On Tue, 24 Jul 2007 10:22:07 +0200 Jens Axboe <jens.axboe@oracle.com> wrote:

> On Tue, Jul 24 2007, Jens Axboe wrote:
> > On Mon, Jul 23 2007, Andrew Morton wrote:
> > > I worked out that the crash I saw was in
> > > 
> > >         BUG_ON(!pte_none(*(kmap_pte-idx)));
> > > 
> > > in the read of kmap_pte[idx].  Which would be weird as the caller is using 
> > > a literal KM_USER0.
> > > 
> > > So maybe I goofed, and that BUG_ON is triggering (it scrolled off, and I am
> > > unable to reproduce it now).
> > > 
> > > If that BUG_ON _is_ triggering then it might indicate that someone is doing
> > > a __GFP_HIGHMEM|__GFP_ZERO allocation while holding KM_USER0.
> > 
> > Or doing double kunmaps, or doing a kunmap_atomic() on the page, not the
> > address. I've seen both of those end up triggering that BUG_ON() in a
> > later kmap.
> > 
> > Looking over the 2.6.22..2.6.23-rc1 diff, I found one such error in
> > ocfs2 at least. But you are probably not using that, so I'll keep
> > looking...
> 
> What about the new async crypto stuff? I've been looking, but is it
> guarenteed that async_memcpy() runs in process context with interrupts
> enabled always? If not, there's a km type bug there.

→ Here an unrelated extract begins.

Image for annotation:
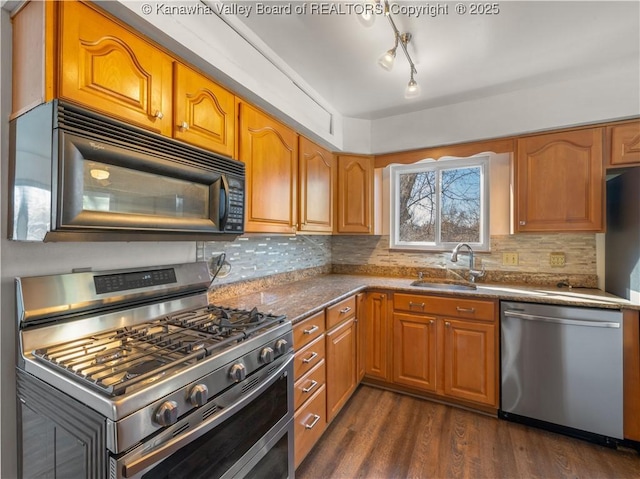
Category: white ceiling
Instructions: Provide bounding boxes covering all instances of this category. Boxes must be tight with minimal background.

I think Shannon maintains that now.

> In general, I think the highmem stuff could do with more safety checks:
> 
> - People ALWAYS get the atomic unmaps wrong, passing in the page instead
>   of the address. I've seen tons of these. And since kunmap_atomic()
>   takes a void pointer, nobody notices until it goes boom.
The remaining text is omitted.